Конечно, если и должен был злиться, то совсем не на эту пергидролевую блондинку. Но клиника взаправду оказалась честной и не стала на мне наживаться. Просто поставила Марину перед фактом — или она находит деньги и платит, или лекарств для ее матери не найдется. Марина предпочла заплатить. Продать свою двушку и выложить за лечение новую порцию бабла. Но только не обратиться к тому, кто мог помочь и так.
Выйдя на свежий воздух, я закурил. Делал это нечасто, но в такие моменты удержаться не мог.
— Камиль На…
Марина не договорила, когда я обернулся к ней. Смерил долгим взглядом и кивнул на машину.

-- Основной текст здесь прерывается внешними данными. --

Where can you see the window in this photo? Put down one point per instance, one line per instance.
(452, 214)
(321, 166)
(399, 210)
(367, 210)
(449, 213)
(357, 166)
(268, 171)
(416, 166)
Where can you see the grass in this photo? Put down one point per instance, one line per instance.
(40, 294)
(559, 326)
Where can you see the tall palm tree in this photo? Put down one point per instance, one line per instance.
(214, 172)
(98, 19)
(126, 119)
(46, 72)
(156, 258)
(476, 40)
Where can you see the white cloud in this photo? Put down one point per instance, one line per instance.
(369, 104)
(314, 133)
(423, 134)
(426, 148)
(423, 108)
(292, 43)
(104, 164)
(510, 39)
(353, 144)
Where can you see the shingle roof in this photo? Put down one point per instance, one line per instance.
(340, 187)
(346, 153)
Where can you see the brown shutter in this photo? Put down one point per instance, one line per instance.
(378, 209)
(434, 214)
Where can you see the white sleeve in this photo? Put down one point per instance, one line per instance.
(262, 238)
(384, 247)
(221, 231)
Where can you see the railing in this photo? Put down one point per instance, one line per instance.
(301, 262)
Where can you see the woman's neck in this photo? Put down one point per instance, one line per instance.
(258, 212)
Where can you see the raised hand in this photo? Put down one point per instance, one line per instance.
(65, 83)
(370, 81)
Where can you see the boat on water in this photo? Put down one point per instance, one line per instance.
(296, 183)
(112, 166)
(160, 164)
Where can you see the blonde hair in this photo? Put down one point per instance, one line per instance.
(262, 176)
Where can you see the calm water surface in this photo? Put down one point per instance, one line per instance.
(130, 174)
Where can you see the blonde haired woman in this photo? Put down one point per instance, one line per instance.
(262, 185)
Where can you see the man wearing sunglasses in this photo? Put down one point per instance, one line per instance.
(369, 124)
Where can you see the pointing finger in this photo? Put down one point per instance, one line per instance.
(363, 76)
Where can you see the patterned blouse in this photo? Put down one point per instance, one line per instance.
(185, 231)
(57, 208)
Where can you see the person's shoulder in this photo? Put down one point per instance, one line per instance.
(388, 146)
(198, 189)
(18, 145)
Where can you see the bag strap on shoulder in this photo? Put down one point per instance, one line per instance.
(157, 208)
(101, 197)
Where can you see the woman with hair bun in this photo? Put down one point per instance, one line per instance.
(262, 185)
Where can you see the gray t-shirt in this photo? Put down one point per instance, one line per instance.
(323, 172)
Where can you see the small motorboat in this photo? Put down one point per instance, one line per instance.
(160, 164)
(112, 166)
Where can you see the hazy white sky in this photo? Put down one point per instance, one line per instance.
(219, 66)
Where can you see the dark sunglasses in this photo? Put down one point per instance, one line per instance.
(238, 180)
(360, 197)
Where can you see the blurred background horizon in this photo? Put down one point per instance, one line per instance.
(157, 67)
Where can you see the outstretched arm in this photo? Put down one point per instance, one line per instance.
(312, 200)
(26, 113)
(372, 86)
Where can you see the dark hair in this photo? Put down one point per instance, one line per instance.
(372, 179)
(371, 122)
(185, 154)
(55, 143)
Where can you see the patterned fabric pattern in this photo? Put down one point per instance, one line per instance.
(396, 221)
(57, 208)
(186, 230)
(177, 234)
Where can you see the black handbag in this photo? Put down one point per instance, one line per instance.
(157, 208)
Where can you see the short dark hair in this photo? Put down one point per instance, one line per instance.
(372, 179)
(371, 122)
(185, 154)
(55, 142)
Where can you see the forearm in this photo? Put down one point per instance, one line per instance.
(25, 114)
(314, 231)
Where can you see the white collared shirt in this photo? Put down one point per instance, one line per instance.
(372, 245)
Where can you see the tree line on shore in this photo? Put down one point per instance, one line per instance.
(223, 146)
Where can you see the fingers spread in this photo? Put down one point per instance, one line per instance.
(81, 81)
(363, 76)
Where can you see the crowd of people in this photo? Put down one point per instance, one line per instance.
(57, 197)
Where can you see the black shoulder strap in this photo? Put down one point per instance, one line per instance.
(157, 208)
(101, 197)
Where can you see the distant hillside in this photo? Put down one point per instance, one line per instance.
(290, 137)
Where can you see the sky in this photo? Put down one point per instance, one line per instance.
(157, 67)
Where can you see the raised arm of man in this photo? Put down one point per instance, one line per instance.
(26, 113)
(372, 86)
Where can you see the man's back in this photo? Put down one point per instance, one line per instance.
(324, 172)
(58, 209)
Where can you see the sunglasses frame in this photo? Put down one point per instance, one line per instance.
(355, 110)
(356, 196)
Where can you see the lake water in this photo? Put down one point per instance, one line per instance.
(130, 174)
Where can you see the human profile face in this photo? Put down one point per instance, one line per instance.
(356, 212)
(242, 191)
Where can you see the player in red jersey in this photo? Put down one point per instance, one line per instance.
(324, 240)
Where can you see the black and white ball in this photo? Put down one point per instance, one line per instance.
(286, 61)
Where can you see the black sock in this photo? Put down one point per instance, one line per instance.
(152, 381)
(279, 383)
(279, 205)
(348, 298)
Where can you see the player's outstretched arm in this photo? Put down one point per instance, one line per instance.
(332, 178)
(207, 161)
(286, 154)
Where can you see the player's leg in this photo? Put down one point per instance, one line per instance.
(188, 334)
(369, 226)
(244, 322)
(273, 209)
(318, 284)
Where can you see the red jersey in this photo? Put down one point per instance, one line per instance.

— Садись, есть разговор, — произнес веско.
Она устало уточнила:
— Снова кормить станете?
Я подернул плечами и сказал:
— Если понадобится — стану. Садись.
На этот раз Марина устроилась в салоне без лишних слов и моей помощи. Когда я сел за руль, сложила перед собой руки на коленях и уставилась на них невидящим взглядом.
— Ты свою квартиру продала, — проговорил я тихо, впиваясь глазами в профиль сидящей рядом девушки.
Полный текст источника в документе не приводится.